# What's with all the bubbles?



## ila (Feb 24, 2005)

Okay, so I'm new to the betta world, and maybe this question is ridiculous. I've had my fish now for about a week. When I come home at the end of the workday, the surface of the water is filled with tiny bubbles. Is this something to be concerned about?


----------



## chrisinha (Jan 24, 2005)

i've heard that when bettas make bubbles is because he is content with the water and ready to breed (someone, please, correct me if i'm wrong!). they call it "bubble nest".


----------



## Vivid-Dawn (Jan 18, 2005)

Unless you have a female betta, it's perfectly natural! (though females might make nests too? I dunno!)
The males are the ones that take care of the babies, hiding them in bubble nests. So yeah, being happy or ready to breed are perfectly logical assumptions


----------



## anasfire23 (Jan 19, 2005)

Females make nests too, I have 2 females and there is always some bubbles floating on the surface. The nests they've made have never been as substantial as the ones my males make. It's all perfectly normal, it means they are content and the water condition is good. Plus I think it gives them something to do, being a male betta isn't that time consuming if you think about their lives, they live alone, play alone and basically only get time to socialize with other betta's when they are spawning or defending their territory when another male is close by (like in another tank near them) If you place them with other fish I suppose they do get a little bit more company but I've seen around the place that you need to be careful of the fish you place them with as they are likely to fight and pick on the other fish, such as male guppies as they can be mistaken for another male betta. Betta's are beautiful fish and reletivly easy to look after, good luck with yours and I hope you get alot of enjoyment and satisfaction out of being a betta owner.


----------



## Lexus (Jan 19, 2005)

Its perfectly normal :wink:


----------



## (RC) (Jan 18, 2005)

It means he's happy in his new home. Keep up the good work.

RC


----------



## Pia (Mar 15, 2005)

Oh, congrats ! You're Betta is in a very happy place. And you know what happy people do ..


----------



## JamesY (Mar 16, 2005)

I was about to ask the same question, but I found it here.
I have one issue with some of the answers that were given.

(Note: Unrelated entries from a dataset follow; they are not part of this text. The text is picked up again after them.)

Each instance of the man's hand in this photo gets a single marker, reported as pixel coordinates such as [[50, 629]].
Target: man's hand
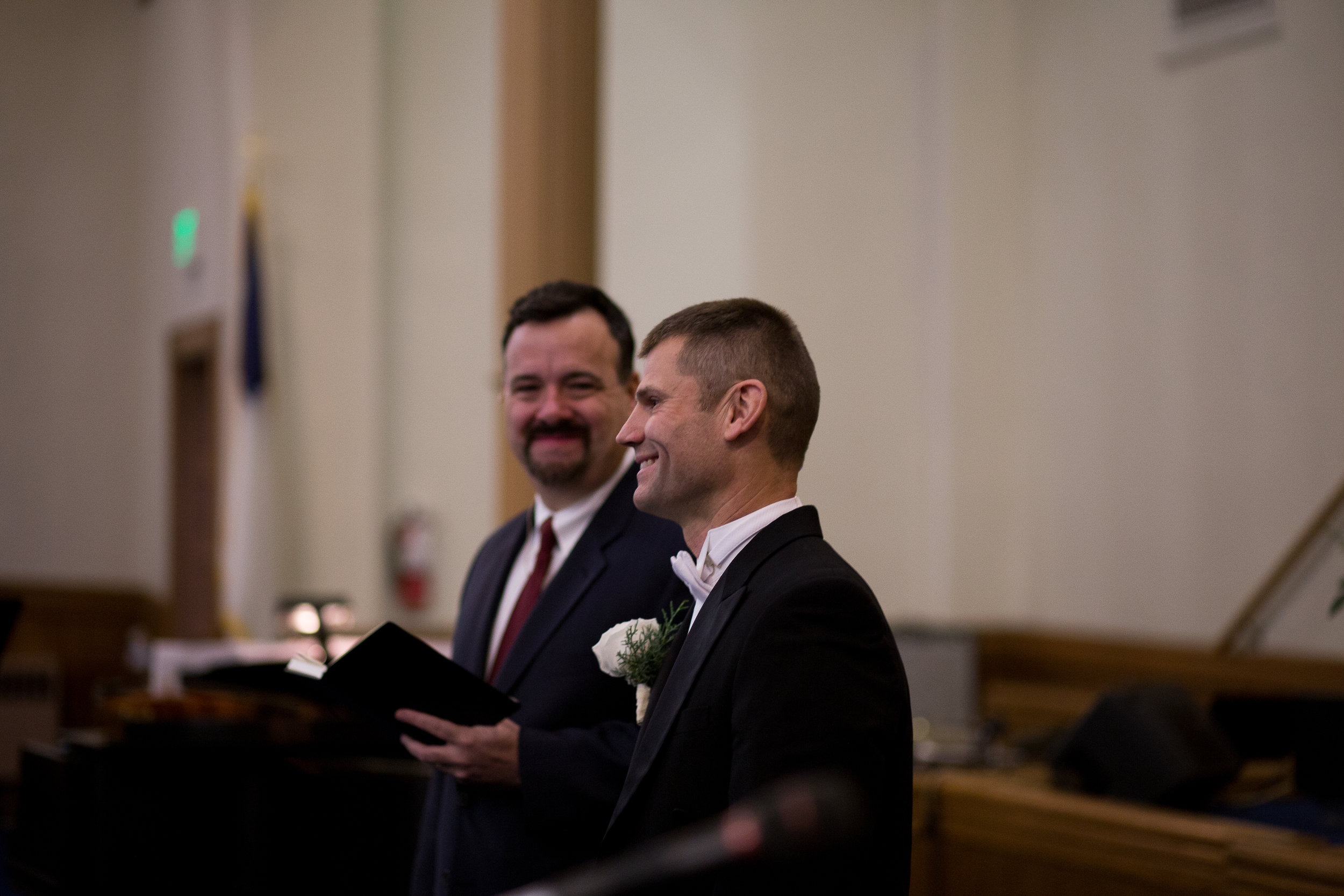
[[480, 754]]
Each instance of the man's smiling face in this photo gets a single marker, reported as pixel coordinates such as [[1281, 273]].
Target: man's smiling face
[[563, 401], [676, 444]]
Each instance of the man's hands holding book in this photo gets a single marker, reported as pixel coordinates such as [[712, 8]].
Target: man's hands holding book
[[479, 754]]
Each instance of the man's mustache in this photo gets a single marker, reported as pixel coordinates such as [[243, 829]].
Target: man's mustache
[[568, 428]]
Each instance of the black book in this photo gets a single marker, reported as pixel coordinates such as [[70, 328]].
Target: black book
[[391, 669]]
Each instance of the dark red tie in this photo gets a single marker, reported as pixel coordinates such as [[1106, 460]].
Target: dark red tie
[[527, 598]]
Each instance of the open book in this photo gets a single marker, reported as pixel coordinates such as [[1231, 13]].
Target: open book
[[391, 669]]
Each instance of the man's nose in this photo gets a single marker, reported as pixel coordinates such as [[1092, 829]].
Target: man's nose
[[554, 405], [632, 433]]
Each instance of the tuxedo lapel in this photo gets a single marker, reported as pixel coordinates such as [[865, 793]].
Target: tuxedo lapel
[[472, 640], [719, 606], [571, 582]]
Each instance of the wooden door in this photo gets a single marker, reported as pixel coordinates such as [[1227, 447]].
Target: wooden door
[[195, 481]]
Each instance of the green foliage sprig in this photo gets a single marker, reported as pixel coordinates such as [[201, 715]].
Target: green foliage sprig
[[646, 649]]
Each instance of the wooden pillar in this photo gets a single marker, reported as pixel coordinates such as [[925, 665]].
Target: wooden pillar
[[547, 164]]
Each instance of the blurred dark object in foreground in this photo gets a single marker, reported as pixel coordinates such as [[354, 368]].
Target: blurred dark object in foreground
[[1311, 728], [1151, 743], [219, 792], [796, 817]]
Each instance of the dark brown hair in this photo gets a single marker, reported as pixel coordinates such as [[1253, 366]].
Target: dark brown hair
[[562, 299], [741, 339]]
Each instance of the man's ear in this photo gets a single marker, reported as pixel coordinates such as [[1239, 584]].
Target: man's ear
[[745, 405]]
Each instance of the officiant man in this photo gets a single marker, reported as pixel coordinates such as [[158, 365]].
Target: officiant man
[[788, 664], [512, 802]]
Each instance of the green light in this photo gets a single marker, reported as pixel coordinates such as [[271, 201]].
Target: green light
[[184, 226]]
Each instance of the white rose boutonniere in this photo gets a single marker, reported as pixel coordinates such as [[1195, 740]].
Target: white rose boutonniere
[[635, 650]]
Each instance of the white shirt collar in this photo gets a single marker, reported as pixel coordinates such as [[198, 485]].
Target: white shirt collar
[[722, 544], [569, 523], [721, 547]]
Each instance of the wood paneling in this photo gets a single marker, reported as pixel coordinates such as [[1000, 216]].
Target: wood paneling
[[547, 164]]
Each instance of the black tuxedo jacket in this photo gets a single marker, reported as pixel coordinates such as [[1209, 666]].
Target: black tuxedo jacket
[[577, 722], [789, 666]]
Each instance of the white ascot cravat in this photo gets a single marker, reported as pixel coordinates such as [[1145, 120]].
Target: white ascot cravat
[[721, 547]]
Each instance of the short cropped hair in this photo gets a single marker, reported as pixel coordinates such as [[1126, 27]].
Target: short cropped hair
[[562, 299], [741, 339]]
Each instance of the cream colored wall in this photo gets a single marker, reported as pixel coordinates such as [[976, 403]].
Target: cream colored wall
[[69, 308], [441, 340], [1077, 315], [318, 111]]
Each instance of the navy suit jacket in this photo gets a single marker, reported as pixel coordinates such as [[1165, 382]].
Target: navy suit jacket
[[789, 666], [577, 723]]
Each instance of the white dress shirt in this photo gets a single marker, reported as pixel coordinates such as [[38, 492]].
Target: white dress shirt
[[569, 526], [721, 547]]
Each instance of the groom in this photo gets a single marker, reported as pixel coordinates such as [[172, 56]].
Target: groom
[[788, 664]]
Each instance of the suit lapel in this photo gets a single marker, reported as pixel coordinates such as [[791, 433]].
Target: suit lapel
[[719, 607], [571, 582], [472, 640]]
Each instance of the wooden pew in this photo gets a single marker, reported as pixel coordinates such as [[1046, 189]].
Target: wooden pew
[[1039, 680], [982, 833], [84, 629]]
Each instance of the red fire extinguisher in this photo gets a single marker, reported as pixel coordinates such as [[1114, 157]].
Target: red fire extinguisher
[[412, 558]]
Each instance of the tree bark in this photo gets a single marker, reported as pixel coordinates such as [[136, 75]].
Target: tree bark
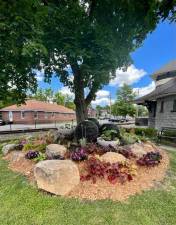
[[81, 106]]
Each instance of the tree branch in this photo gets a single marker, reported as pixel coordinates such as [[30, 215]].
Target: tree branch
[[91, 95], [91, 7]]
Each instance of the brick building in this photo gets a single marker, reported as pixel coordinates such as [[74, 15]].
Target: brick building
[[161, 102], [36, 111]]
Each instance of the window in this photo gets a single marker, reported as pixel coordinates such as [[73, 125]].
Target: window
[[35, 115], [174, 106], [162, 107], [22, 115]]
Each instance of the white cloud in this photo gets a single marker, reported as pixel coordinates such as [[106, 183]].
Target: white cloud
[[130, 76], [66, 91], [102, 101], [39, 75], [144, 90], [102, 94]]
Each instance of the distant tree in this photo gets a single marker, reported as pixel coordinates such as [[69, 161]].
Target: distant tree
[[141, 111], [124, 104], [66, 100], [69, 102], [92, 37], [59, 98]]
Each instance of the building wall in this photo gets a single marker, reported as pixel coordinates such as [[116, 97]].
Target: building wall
[[43, 117], [167, 118]]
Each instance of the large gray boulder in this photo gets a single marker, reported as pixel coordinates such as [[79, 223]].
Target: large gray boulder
[[54, 151], [57, 176], [8, 148]]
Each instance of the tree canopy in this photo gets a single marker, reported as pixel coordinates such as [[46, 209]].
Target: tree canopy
[[48, 95], [81, 42]]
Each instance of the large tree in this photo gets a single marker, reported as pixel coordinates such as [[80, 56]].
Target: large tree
[[81, 42]]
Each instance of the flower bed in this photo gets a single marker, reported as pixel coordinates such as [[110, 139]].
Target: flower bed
[[131, 169]]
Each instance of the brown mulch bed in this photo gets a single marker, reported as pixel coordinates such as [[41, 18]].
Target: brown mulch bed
[[23, 166], [144, 180], [102, 189]]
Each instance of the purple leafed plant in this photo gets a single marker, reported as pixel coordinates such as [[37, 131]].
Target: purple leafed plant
[[79, 154], [32, 154], [150, 159]]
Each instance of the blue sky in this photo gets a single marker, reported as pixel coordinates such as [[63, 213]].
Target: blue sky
[[158, 49]]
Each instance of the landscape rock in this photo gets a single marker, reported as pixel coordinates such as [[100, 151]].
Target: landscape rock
[[54, 151], [150, 147], [113, 157], [138, 149], [54, 134], [17, 156], [8, 148], [104, 143], [57, 176]]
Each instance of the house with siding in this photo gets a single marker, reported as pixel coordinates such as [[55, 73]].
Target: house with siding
[[161, 102], [36, 111]]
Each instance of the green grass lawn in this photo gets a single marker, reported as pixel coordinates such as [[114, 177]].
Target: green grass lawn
[[22, 204]]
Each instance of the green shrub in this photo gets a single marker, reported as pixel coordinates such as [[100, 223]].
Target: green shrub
[[169, 133], [128, 138], [95, 121], [36, 147], [110, 135], [86, 129], [148, 132]]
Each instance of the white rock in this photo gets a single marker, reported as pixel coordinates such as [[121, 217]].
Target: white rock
[[113, 157], [57, 176]]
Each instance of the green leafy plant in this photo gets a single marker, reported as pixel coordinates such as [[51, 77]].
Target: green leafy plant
[[128, 138], [40, 157], [150, 159], [110, 135]]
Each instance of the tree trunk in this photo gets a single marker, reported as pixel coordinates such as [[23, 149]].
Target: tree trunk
[[81, 106]]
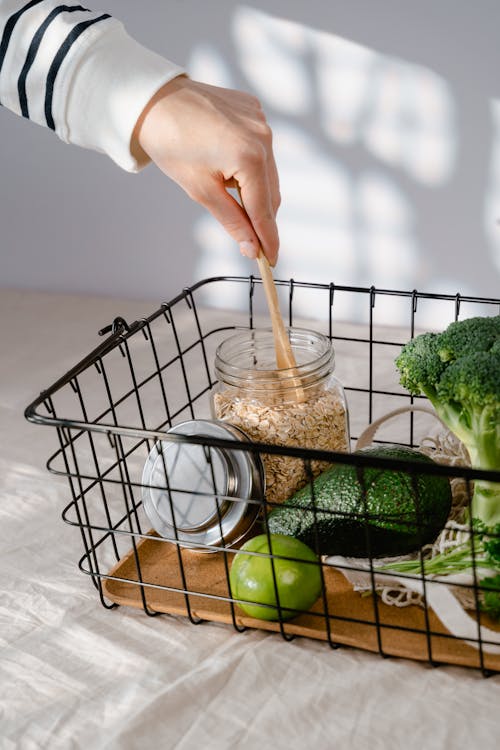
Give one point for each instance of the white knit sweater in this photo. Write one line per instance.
(78, 72)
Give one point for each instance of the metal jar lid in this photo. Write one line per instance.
(187, 488)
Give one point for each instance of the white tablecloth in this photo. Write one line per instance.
(73, 675)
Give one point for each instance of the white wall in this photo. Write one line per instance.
(387, 133)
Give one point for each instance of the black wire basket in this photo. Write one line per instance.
(114, 406)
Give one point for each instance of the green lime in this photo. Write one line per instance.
(252, 581)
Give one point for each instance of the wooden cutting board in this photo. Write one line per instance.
(348, 618)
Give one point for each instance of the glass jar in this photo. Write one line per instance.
(303, 406)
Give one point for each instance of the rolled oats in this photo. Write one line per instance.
(319, 422)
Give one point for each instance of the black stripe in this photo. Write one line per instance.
(58, 61)
(9, 28)
(33, 49)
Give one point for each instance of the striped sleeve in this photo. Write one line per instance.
(77, 72)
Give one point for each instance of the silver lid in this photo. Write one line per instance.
(199, 495)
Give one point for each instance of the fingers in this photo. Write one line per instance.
(260, 196)
(228, 212)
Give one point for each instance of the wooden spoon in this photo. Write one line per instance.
(284, 354)
(285, 358)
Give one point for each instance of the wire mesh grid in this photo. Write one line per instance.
(114, 406)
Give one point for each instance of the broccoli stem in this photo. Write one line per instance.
(481, 440)
(486, 502)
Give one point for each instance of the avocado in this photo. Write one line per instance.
(399, 513)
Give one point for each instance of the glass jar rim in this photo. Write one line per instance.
(314, 352)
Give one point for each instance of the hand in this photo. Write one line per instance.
(207, 139)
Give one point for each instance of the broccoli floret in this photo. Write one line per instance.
(459, 372)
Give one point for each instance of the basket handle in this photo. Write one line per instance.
(366, 437)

I've had this guy for about 3 days now, it was saved from death, my buddies put 2 together and made them start to fight, I ended up buying this one and saving it, going to bring it back to good health and maybe give it to the GF as a gift to remeber me or something, but back to the point. I came home about 30 mins ago and bam there were bubbles.

The issue I have is that he hasn't eaten since he came home, I have this stuff called Wardley Betta Premium Food, he hasn't had one full one yet, he nipped at a few yesterday but nothing today yet.
the other issue, the water isn't crystal clear, little cloudy, and he acts like he has the skitz or somethign sometimes, he will be floating there one minute, then I type on keyboard or move or look over, and bam he goes insane, all aroudn the bowl, flipping out. If you ask me I think I got a crazy betta!

Can anyone help me out here?


----------